İbadetler içinde oruç, denilebilir ki, diğerlerinden daha ileri seviyede kişiseldir. Bu yönüyle toplumsallığa pek elverişli görülmez. Çünkü konu doğrudan kişi ile Allah arasındadır. Kimin oruç tutup tutmadığı da ancak bu ikisi arasında bilinen bir mahiyet arz eder. Orucun sadece Allah’a özgü bir ibadet oluşu ve mükâfatının da bu husus dikkate alınarak verilecek olması belki de meselenin söz konusu boyutu ile ilgilidir. Şu kadar var ki, oruç ve ramazan ayı, gerçekte derinden işleyen ve âdeta sessizce akıp giden sular gibidir. Çünkü oruç ibadeti, kişinin gündelik hayatında maddî boyutuyla bedenen, manevi boyutuyla sabır-şükür çizgisinde yaşanan bir özelliktedir. Oruçlunun iç dünyasında yaşadığı manevi hâl, dış dünyaya tevekkül, tahammül, teşekkür olarak yansır. Bu durum, orucun sadece bedene değil iradeye de tutturulmasının bir neticesidir. Oruçlunun kavga ve gereksiz tartışma gibi hâllerden kendini uzak tutması gerektiği tavsiyesi bununla ilgili olsa gerektir.
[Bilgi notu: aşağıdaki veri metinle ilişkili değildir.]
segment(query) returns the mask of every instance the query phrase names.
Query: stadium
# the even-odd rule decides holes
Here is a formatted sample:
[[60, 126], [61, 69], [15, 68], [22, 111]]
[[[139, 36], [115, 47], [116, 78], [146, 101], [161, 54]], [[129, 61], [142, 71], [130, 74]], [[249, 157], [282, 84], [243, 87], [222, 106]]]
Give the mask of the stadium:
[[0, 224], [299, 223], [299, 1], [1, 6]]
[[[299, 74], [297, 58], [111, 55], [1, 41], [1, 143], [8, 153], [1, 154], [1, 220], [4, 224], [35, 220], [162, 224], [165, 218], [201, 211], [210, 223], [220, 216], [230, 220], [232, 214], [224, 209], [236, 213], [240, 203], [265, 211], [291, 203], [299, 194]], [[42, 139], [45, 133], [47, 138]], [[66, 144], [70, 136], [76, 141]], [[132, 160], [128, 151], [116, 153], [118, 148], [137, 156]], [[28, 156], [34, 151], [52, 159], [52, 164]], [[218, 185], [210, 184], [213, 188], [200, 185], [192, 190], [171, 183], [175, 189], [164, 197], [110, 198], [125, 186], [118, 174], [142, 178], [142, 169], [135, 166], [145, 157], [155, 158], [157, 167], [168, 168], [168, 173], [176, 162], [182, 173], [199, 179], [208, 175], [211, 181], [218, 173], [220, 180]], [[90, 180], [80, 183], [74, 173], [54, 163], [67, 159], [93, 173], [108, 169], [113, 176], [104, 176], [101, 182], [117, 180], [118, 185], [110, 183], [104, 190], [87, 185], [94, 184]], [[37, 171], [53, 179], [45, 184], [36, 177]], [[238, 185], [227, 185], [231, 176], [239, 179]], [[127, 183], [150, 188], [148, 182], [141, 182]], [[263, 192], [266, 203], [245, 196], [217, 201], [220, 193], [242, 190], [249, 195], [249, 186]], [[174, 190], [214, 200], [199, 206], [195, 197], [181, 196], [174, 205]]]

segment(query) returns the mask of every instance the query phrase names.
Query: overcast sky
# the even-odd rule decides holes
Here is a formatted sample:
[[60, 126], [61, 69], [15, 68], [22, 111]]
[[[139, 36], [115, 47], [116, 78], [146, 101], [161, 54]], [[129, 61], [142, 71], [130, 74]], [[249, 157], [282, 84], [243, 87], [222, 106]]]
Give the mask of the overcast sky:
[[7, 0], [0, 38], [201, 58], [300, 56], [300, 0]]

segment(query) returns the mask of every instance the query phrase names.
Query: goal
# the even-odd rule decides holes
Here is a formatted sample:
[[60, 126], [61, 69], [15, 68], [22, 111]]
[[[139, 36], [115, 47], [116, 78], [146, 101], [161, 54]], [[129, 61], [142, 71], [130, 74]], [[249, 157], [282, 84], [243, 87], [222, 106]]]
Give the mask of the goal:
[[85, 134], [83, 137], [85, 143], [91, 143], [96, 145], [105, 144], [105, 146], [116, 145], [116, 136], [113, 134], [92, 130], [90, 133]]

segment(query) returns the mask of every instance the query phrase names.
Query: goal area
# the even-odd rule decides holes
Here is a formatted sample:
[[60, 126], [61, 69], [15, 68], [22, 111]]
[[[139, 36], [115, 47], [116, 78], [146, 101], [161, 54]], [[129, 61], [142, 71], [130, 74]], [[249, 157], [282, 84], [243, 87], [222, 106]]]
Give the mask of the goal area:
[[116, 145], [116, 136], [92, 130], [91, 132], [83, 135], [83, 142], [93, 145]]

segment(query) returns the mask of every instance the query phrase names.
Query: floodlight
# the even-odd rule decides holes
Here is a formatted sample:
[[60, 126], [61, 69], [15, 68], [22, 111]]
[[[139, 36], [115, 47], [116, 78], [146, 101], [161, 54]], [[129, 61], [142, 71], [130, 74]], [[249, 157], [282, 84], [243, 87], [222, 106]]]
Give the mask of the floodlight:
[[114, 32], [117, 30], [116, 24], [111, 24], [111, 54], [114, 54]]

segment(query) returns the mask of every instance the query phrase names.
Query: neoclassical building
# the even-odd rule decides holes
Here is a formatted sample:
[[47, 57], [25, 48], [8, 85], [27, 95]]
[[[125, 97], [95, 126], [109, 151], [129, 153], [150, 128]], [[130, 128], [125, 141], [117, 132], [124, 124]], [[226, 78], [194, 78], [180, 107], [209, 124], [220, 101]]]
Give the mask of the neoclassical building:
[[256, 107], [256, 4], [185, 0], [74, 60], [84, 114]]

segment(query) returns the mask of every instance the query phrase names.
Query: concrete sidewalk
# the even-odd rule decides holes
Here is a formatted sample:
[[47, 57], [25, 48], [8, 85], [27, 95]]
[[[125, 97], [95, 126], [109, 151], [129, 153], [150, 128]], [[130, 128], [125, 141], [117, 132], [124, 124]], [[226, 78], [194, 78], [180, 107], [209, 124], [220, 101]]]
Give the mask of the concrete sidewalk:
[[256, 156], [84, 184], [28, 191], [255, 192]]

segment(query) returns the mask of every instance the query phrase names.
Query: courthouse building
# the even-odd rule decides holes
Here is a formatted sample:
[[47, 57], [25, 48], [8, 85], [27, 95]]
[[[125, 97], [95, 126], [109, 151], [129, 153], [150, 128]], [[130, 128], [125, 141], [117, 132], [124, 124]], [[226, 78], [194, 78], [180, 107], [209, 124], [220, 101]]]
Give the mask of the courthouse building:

Oruç ayında müminin, kazandığı malından tasaddukta bulunması ayrıca tavsiye edilmiştir. Böylece kişinin, mal canın yongasıdır fehvasınca varlığının devamı açısından muhtaç olduğu malından feragatte bulunması ve iradesini bu yönde eğitmesi onu biraz daha Yaratıcıya yaklaştırır. Bu durum, güven duyulması gereken varlığın sadece Allah olduğunun bilincine erişme yürüyüşüdür. Kişi bu dünyada sağlığı ve imkânları yerinde biri olabilir. Ancak oruçluluk hâli, insanı belli şeylerden mahrum kılması itibarıyla onu diğerleri ile eşitler. Bunun da insanda başkalarına karşı bir farkındalık bilinci oluşturması umulur. Ki, başkalarını anlayabilmek ve onların hâli ile hâllenebilmek insanı hodkâm/bencil olmaktan uzaklaştırıp diğerkâm olmaya sevk eder.
Ramazan ayının son on gününde itikâf ibadeti bu noktada ayrıca önem arz eder. İtikâf, hâli vakti yerinde olduğu hâlde kişinin kendini dünyaya bir nevi kapatarak zahiri alakalardan bâtına yönelmesi ve onun maddeden manaya yükselişin bir remzidir. Anlayışlı, şahsiyetli ve gayretli kişilerden oluşan toplumlar erdemli toplum olmaya hak kazanırlar ve sözü edilen toplumlar başkalarının orada bulunmaya can attığı yaşanası yerler olurlar. İlerlemek, ileride olmak sadece maddeye çeşitli biçimler vererek diğer toplumlara nispetle belli bir mesafeyi katetmek değil aynı zamanda sözü edilen manevi hâlleri de kuşanmış olmak olsa gerektir.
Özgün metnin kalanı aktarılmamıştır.